Trading was cut short by nearly two hours because of technical issues with a hesitant New Zealand sharemarket having made a significant fall on the eve of the latest reporting season.
The S&P/NZX 50 Index was down 42.96 points or 0.34 per cent to 12,754.33 when trading stopped mid-afternoon. It never resumed, except the derivatives market later on.
NZX first reported it was experiencing network connectivity issues, and then at 5.25pm it said "we have validated stable connectivity".
When the market shut down, there were 65 gainers and 72 decliners and volume had reached 27.55 million share transactions worth $89.41 million.
The NZX confirmed with the Herald "that the NZX Main Board, NZX Debt Market, and Fonterra Shareholders Market will open as usual tomorrow morning. The NZX Derivatives Market is now trading in a normal session state."
Shane Solly, portfolio manager with Harbour Asset Management, said "I hope the trading halt is a technical issue rather than something longer term."
He said the market is always quiet and choppy leading into the reporting season. It was also pensive about some regulatory reviews and the Reserve Bank's next moves concerning interest rates.
The Commerce Commission has suggested a retail service quality code for telecommunication companies, and a review of the energy sector is also being undertaken. "There's a little bit of regulatory question marks creeping in," said Solly.
Telcos Spark fell 8c to $4.75, and Chorus was down 6c to $6.12. Energy companies Contact shed 13c to $8.28, and Mercury declined 11c to $6.84.
Like a true Olympic champion, Mainfreight continued to reach new peaks – rising $1.35 to $85.35. At last week's annual meeting, Mainfreight told shareholders that revenue for the first 17 weeks of the present financial year was up 41 per cent to $1.675 billion and gross profit was 97 per cent ahead to $105.9m compared with the previous corresponding period.
Skellerup Holdings gained 11c or 2.16 per cent to $5.20; Ebos Group picked up 13c to $31.70; The Warehouse Group rose 10c or 2.82 per cent to $3.64; South Port New Zealand climbed 23c or 2.9 per cent to $8.15; and SkyCity Entertainment increased 3c to $3.20.
Harmoney recovered 13c or 7.14 per cent to $1.95; Gentrack was up 6c or 2.9 per cent to $2.13; New Zealand King Salmon Investments increased 4c or 2.84 per cent to $1.45; and ArborGen Holdings gained 2c or 6.56 per cent to 32.5c.
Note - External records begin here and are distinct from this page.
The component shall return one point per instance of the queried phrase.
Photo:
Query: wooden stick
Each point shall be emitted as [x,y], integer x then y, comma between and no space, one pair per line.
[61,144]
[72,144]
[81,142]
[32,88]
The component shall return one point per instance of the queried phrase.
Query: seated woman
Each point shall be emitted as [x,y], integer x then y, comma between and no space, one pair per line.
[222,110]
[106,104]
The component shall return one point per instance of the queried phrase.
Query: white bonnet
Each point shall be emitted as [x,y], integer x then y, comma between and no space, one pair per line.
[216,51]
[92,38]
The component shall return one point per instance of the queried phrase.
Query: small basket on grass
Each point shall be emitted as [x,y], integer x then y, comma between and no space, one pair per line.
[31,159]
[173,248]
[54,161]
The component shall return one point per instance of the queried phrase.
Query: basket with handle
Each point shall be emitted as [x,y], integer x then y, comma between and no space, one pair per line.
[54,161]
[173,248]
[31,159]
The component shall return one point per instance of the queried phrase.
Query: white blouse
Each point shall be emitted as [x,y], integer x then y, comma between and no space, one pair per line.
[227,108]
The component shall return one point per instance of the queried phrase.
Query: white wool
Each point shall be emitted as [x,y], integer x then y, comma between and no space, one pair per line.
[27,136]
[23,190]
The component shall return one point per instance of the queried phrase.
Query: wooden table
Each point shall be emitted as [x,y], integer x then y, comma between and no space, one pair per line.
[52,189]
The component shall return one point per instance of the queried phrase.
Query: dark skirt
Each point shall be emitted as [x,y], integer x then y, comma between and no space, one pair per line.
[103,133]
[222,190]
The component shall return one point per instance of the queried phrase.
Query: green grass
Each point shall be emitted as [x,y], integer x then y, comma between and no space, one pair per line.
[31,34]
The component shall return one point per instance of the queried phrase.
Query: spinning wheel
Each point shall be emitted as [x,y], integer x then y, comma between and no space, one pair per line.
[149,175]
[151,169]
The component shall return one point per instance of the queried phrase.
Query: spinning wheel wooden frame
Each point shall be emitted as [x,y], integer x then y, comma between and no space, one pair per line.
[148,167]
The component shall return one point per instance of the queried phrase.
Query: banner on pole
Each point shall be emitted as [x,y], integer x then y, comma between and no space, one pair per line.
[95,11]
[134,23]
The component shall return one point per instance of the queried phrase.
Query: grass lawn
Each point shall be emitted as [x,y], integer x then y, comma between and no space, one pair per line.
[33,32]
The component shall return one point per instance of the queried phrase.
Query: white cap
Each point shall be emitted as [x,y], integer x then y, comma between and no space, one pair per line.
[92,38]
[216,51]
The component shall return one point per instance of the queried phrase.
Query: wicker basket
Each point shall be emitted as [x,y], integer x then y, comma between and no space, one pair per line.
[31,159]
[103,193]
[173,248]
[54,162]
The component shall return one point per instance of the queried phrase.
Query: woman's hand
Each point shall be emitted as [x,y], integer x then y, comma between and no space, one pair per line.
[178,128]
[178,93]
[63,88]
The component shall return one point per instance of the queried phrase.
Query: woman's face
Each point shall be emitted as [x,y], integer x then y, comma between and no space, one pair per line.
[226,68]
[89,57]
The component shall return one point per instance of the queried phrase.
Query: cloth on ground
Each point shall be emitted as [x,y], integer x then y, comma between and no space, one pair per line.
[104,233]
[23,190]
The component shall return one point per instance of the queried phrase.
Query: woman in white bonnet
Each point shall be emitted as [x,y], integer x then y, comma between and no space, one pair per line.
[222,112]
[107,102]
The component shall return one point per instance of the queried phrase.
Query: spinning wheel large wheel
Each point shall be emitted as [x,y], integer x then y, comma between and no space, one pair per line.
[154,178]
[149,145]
DGL Group surged 24c or 14.04 per cent to $1.95 after buying Western Australian chemicals manufacturer Opal Australasia for $8.6m. The acquisition increases DGL's manufacturing capacity to more than 150,000 tonnes.
Retirement village operators Summerset Group Holdings was up 4c to $13.15, and Ryman Healthcare was down 11c to $13.34.
Fast food operator Restaurant Brands fell 19c to $15.61; a2 Milk was down 7c to $6.34; Z Energy lost 4c to $2.89; EROAD declined 14c or 2.2 per cent to $6.21; Argosy Property shed 2.5c to $1.595; Vista Group decreased 3c to $2.25; and Evolve Education was down 2c or 2.6 per cent to 75c.
My Food Bag is expanding into the grocery market and adding up to 75 kitchen food products for meal kit customers. Its share price was down 1c to a new low of $1.30.
T&G Global reported a 64 per cent fall in net profit to $3.41m on revenue of $652.06m, down 29 per cent, for the six months ending June. T&G said the supply chain disruption had "more of an impact than we experienced proportionately last year". The global fresh produce supplier paid an interim dividend of 6c a share on July 8, and its share price was unchanged at $3.
On Wall Street overnight, the Dow Jones Industrial Average fell more than 323 points or 0.92 per cent to 34,792.67 on a disappointing jobs report, with non-farm private employers adding 330,000 workers last month, well below the forecast of 700,000.